Ellard had vowed long ago to treat the people of Yuneetah the same as he would his first cousin. They all felt like kin to him, especially Annie Clyde Dodson, since he’d grown up with her mother and her aunt. Now driving farther into the foothills he hoped he hadn’t made things worse for her by turning Clarence Harville against him. Once he was across the steel bridge the first splatters of rain hit Ellard’s windshield. By the time he reached Yuneetah it was falling in curtains across the hood. His tires spun on the way down the slope into town, churning in the ruts made by other vehicles passing or getting stuck that way while he was gone. As he drove through the square he saw two uniformed men standing on the courthouse steps, one lighting a cigarette behind his cupped palm. Deputies from Sevier County, not state police. He nodded to them but didn’t slow down. He meant to put off dealing with any more outsiders as long as he could. Aside from them the town square was empty of lawmen and searchers. They were likely using the Walker farm as their base of operations. Ellard headed that way, listening to the distant cries of the men and women spread out through the pines bordering the fields along the road before cranking up his window against the weather. He would see about the Dodsons, but Amos was his priority. He didn’t need the state police. Ellard knew the drifter and his habits better than they did anyway.

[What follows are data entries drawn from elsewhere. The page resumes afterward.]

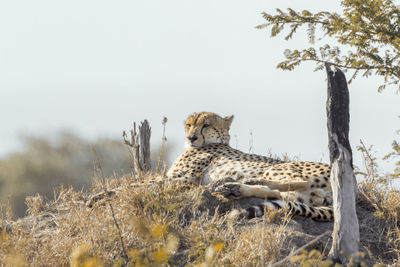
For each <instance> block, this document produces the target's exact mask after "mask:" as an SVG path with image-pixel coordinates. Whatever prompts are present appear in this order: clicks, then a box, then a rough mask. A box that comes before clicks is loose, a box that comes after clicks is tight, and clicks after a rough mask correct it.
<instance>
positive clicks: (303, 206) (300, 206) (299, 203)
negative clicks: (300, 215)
mask: <svg viewBox="0 0 400 267" xmlns="http://www.w3.org/2000/svg"><path fill="white" fill-rule="evenodd" d="M299 206H300V208H301V211H302V212H303V214H305V213H306V210H307V209H306V207H305V206H304V205H303V204H301V203H299Z"/></svg>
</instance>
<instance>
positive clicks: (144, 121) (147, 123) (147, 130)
mask: <svg viewBox="0 0 400 267" xmlns="http://www.w3.org/2000/svg"><path fill="white" fill-rule="evenodd" d="M138 128H139V133H138V132H136V123H135V122H134V123H133V129H132V130H131V140H130V141H129V140H127V135H126V133H125V131H124V132H123V134H122V136H123V138H124V143H125V144H127V145H128V146H130V147H131V148H132V156H133V167H134V169H135V172H136V174H142V173H147V172H150V171H151V161H150V136H151V128H150V125H149V123H148V121H147V120H144V121H143V122H141V123H140V125H139V127H138Z"/></svg>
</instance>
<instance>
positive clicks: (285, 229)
mask: <svg viewBox="0 0 400 267" xmlns="http://www.w3.org/2000/svg"><path fill="white" fill-rule="evenodd" d="M153 178H154V177H153V176H147V177H143V178H142V184H140V185H139V184H137V183H136V184H135V183H133V181H134V180H135V179H134V178H133V177H132V176H129V175H128V176H124V177H122V178H120V179H107V180H106V187H107V188H108V189H109V190H110V189H113V188H118V190H117V191H118V193H117V194H116V195H115V196H111V197H108V198H107V199H103V200H100V201H98V202H97V203H95V205H94V206H93V207H92V208H89V207H87V205H85V202H86V201H87V199H88V198H89V195H94V194H96V193H98V192H101V191H102V184H101V182H100V181H96V182H95V183H94V185H93V186H92V187H91V188H90V193H89V194H87V193H84V192H82V191H75V190H73V189H72V188H61V189H60V190H59V192H58V193H57V194H56V198H55V200H54V201H51V202H47V203H46V202H44V201H43V198H42V197H40V196H38V195H37V196H35V197H30V198H27V200H26V203H27V205H28V212H29V215H28V216H26V217H25V218H23V219H20V220H18V221H8V220H5V219H4V220H3V221H2V223H1V224H2V226H3V227H2V228H3V231H2V235H1V241H0V262H1V263H2V265H3V266H8V265H9V263H10V261H12V262H13V263H12V264H13V265H14V266H24V264H26V263H29V264H30V265H33V266H62V265H71V266H83V265H82V264H85V263H86V264H87V265H85V266H98V264H100V263H102V264H105V265H112V264H116V265H117V266H118V265H122V264H123V263H124V262H125V260H124V259H123V253H122V248H121V244H120V242H119V238H120V236H119V232H118V229H117V227H116V225H115V222H114V218H113V215H112V212H111V210H110V208H109V205H108V204H107V203H109V204H111V205H112V207H113V209H114V213H115V219H116V221H117V222H118V224H119V227H120V229H121V236H122V238H123V241H124V243H125V245H126V247H127V251H128V252H127V254H128V257H129V262H128V265H130V266H136V265H137V266H150V265H152V266H158V265H165V264H167V263H168V264H171V265H173V266H178V265H179V266H181V265H184V264H188V265H197V264H199V265H202V266H210V265H215V266H220V265H227V266H230V265H232V264H235V265H242V266H244V265H246V266H260V264H261V260H262V258H261V257H260V255H264V256H263V257H264V261H267V262H268V261H275V260H277V259H278V258H279V255H280V253H281V247H280V245H279V243H280V240H282V239H284V238H285V236H286V235H287V234H288V231H287V230H286V229H285V226H284V225H281V226H279V225H275V224H274V225H271V224H265V223H259V224H256V225H252V226H250V225H248V223H247V222H244V221H231V220H229V216H228V215H220V214H219V213H218V212H216V213H214V215H213V216H209V215H207V213H206V212H200V211H199V210H202V208H201V207H202V205H203V206H204V199H203V198H202V191H203V189H202V188H199V187H187V186H182V185H178V184H173V183H166V182H158V183H156V184H151V183H148V184H147V183H146V181H147V180H149V179H153ZM203 210H204V208H203ZM274 216H275V217H274ZM274 216H272V218H275V219H274V220H275V221H279V220H280V218H281V217H282V218H283V217H284V216H279V215H277V214H275V215H274ZM250 223H251V224H254V222H250ZM6 225H8V226H11V230H10V231H6V227H5V226H6ZM9 228H10V227H9ZM93 264H95V265H93Z"/></svg>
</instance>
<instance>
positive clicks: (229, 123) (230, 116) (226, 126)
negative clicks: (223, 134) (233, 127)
mask: <svg viewBox="0 0 400 267" xmlns="http://www.w3.org/2000/svg"><path fill="white" fill-rule="evenodd" d="M232 120H233V115H231V116H227V117H225V118H224V121H225V126H226V127H228V128H229V127H230V126H231V123H232Z"/></svg>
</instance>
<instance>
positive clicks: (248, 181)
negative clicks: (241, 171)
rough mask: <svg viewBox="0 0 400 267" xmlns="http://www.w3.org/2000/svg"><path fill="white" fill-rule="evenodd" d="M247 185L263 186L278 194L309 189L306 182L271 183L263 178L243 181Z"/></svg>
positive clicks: (243, 182) (308, 183)
mask: <svg viewBox="0 0 400 267" xmlns="http://www.w3.org/2000/svg"><path fill="white" fill-rule="evenodd" d="M243 183H244V184H247V185H265V186H267V187H269V188H270V189H271V190H278V191H280V192H286V191H304V190H307V189H308V187H309V182H307V181H293V180H280V181H273V180H267V179H265V178H261V179H248V180H245V181H243Z"/></svg>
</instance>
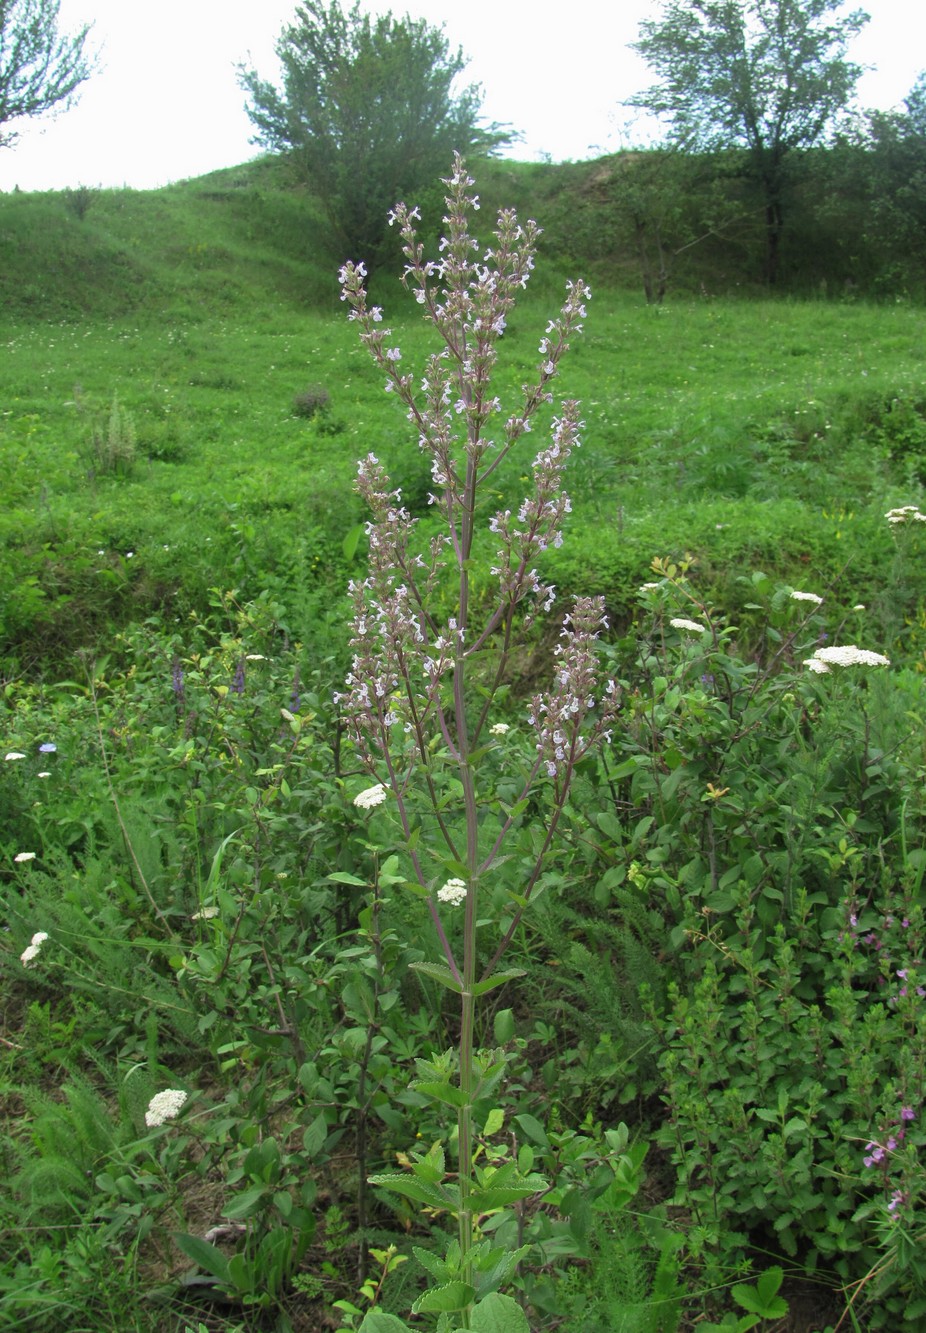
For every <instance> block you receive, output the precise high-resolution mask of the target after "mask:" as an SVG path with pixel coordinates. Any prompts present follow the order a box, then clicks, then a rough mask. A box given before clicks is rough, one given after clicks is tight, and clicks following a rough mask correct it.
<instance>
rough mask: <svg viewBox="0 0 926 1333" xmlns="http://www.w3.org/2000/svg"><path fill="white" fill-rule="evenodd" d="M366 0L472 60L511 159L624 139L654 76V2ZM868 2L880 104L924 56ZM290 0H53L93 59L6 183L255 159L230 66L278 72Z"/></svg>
mask: <svg viewBox="0 0 926 1333" xmlns="http://www.w3.org/2000/svg"><path fill="white" fill-rule="evenodd" d="M349 4H350V0H345V4H344V7H345V8H349ZM361 8H364V9H369V11H370V12H384V11H388V9H392V12H393V13H396V15H404V13H406V12H408V13H410V15H413V16H414V17H424V19H426V20H428V21H429V23H432V24H436V25H440V24H441V23H444V25H445V31H446V33H448V37H449V39H450V43H452V45H453V47H454V48H456V47H457V45H460V47H462V48H464V52H465V53H466V55H468V56H469V57H470V64H469V68H468V72H466V80H468V81H476V83H481V84H482V88H484V93H485V101H484V112H485V116H486V119H488V120H497V121H502V123H506V124H512V125H513V127H514V128H516V129H520V131H521V132H522V135H524V141H522V143H521V144H520V145H518V147H517V148H516V149H514V151H513V153H512V156H514V157H518V159H521V160H524V161H533V160H538V159H541V157H542V156H545V155H549V156H550V157H552V159H553V160H554V161H562V160H568V159H574V160H577V159H582V157H590V156H597V155H600V153H604V152H614V151H617V149H618V148H621V147H622V145H624V144H626V143H628V141H629V140H632V139H633V137H634V131H633V129H632V128H629V123H630V115H629V112H626V111H624V109H622V108H621V105H620V103H621V100H622V99H626V97H628V96H630V95H632V93H634V92H637V91H640V89H641V88H644V87H646V84H648V83H649V81H650V80H649V77H648V71H646V67H645V64H644V63H642V61H641V60H640V59H638V57H637V56H636V55H634V53H633V52H630V51H629V49H628V44H629V43H630V41H633V40H634V37H636V36H637V27H638V23H640V19H641V17H645V16H648V15H653V13H654V12H657V11H658V4H657V0H568V3H566V4H562V5H556V7H554V5H553V4H550V5H549V13H550V17H549V19H548V20H545V21H544V20H538V19H537V17H536V15H537V12H538V8H540V7H538V5H537V4H536V0H458V3H457V4H456V5H454V4H450V0H406V3H402V0H382V3H380V0H364V4H362V5H361ZM863 8H865V9H867V12H869V13H870V15H871V21H870V24H869V25H867V28H866V31H865V33H863V35H862V37H861V39H859V41H858V43H857V45H855V47H854V48H853V52H851V56H853V59H855V60H857V61H859V63H861V64H865V65H873V67H875V68H874V71H873V72H870V73H866V75H865V77H863V79H862V81H861V85H859V100H861V103H862V105H865V107H869V108H875V107H877V108H879V109H887V108H889V107H893V105H895V104H898V103H899V101H901V100H902V97H903V96H905V95H906V93H907V92H909V91H910V88H911V87H913V83H914V80H915V77H917V75H918V73H919V69H921V68H923V65H926V55H923V52H922V49H921V40H919V35H918V33H914V32H911V31H910V29H911V20H910V13H911V4H910V0H867V4H863ZM913 8H915V7H913ZM294 9H296V0H258V3H253V0H159V3H157V4H151V3H148V0H61V11H60V16H61V27H63V28H64V29H65V31H75V29H76V28H79V27H80V25H81V23H84V21H91V20H92V21H93V31H92V43H93V47H95V48H97V49H100V67H101V68H100V71H99V72H97V73H96V75H95V76H93V79H92V80H91V81H89V83H87V84H85V85H84V91H83V95H81V99H80V101H79V104H77V105H76V107H73V108H72V109H71V111H68V112H65V113H64V115H60V116H56V117H51V119H49V117H43V119H40V120H35V121H27V123H24V127H25V128H24V132H23V135H21V137H20V139H19V141H17V143H16V144H15V147H13V148H0V189H12V188H13V187H15V185H19V187H20V188H21V189H61V188H64V187H68V185H79V184H83V185H116V187H119V185H131V187H133V188H137V189H147V188H153V187H157V185H164V184H168V183H169V181H172V180H183V179H187V177H191V176H200V175H204V173H205V172H209V171H215V169H216V168H219V167H232V165H236V164H237V163H241V161H246V160H248V159H249V157H253V156H254V155H256V153H257V152H258V149H256V148H254V147H253V145H252V144H250V143H249V140H250V136H252V125H250V121H249V120H248V117H246V115H245V112H244V93H242V92H241V89H240V88H238V87H237V81H236V75H234V65H236V64H237V63H238V61H244V63H245V64H248V65H253V67H254V68H256V69H257V71H258V73H260V75H261V76H264V77H270V79H276V76H277V65H276V61H274V56H273V45H274V41H276V37H277V36H278V33H280V29H281V27H282V25H284V23H286V21H289V20H292V17H293V13H294ZM637 141H640V136H638V135H637Z"/></svg>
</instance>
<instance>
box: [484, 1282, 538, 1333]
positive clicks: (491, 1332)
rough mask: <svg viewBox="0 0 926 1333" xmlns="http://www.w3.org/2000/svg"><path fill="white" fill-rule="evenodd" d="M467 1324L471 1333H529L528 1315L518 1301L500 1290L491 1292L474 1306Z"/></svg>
mask: <svg viewBox="0 0 926 1333" xmlns="http://www.w3.org/2000/svg"><path fill="white" fill-rule="evenodd" d="M469 1326H470V1329H473V1333H530V1325H529V1324H528V1316H526V1314H525V1313H524V1310H522V1309H521V1306H520V1305H518V1302H517V1301H514V1300H512V1297H510V1296H502V1294H501V1293H500V1292H492V1294H490V1296H486V1298H485V1300H484V1301H480V1304H478V1305H477V1306H474V1309H473V1313H472V1314H470V1317H469Z"/></svg>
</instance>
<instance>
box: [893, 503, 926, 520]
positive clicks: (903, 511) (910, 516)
mask: <svg viewBox="0 0 926 1333" xmlns="http://www.w3.org/2000/svg"><path fill="white" fill-rule="evenodd" d="M885 519H886V520H887V523H893V524H902V523H926V513H921V512H919V509H918V508H917V507H915V504H905V505H901V508H899V509H889V511H887V513H886V515H885Z"/></svg>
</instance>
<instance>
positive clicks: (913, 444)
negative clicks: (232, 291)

He had almost reached the farm when he saw Silver Ledford at the side of the road. She was coming down the bank across from the cornfield, her pale ankle flashing in the chicory as she stepped across the gully. Silver was unmistakable as anybody else. She possessed her own wild beauty, like bark and quartz rocks and flowering weeds. As she hurried ahead of the car Ellard sped up to pull alongside her. She glanced his way but kept walking in her liver-colored dress. He cranked the window back down, chill droplets splashing in on him. “Silver Ledford,” he called. She tucked her chin, pretending not to hear. He blasted the siren mounted on his front fender once and she stopped where she was, glowering as if he had slapped her. He reached across the seat and pushed open the passenger door for her. “Get in. I won’t keep you long.” She looked at him for another second before climbing inside. He turned off the engine, the downpour battering the roof. He closed up the window, the cornfield and the weedy bank blurring out of focus. “Why didn’t you go to Annie Clyde last night?” he asked. “I sent somebody after you.”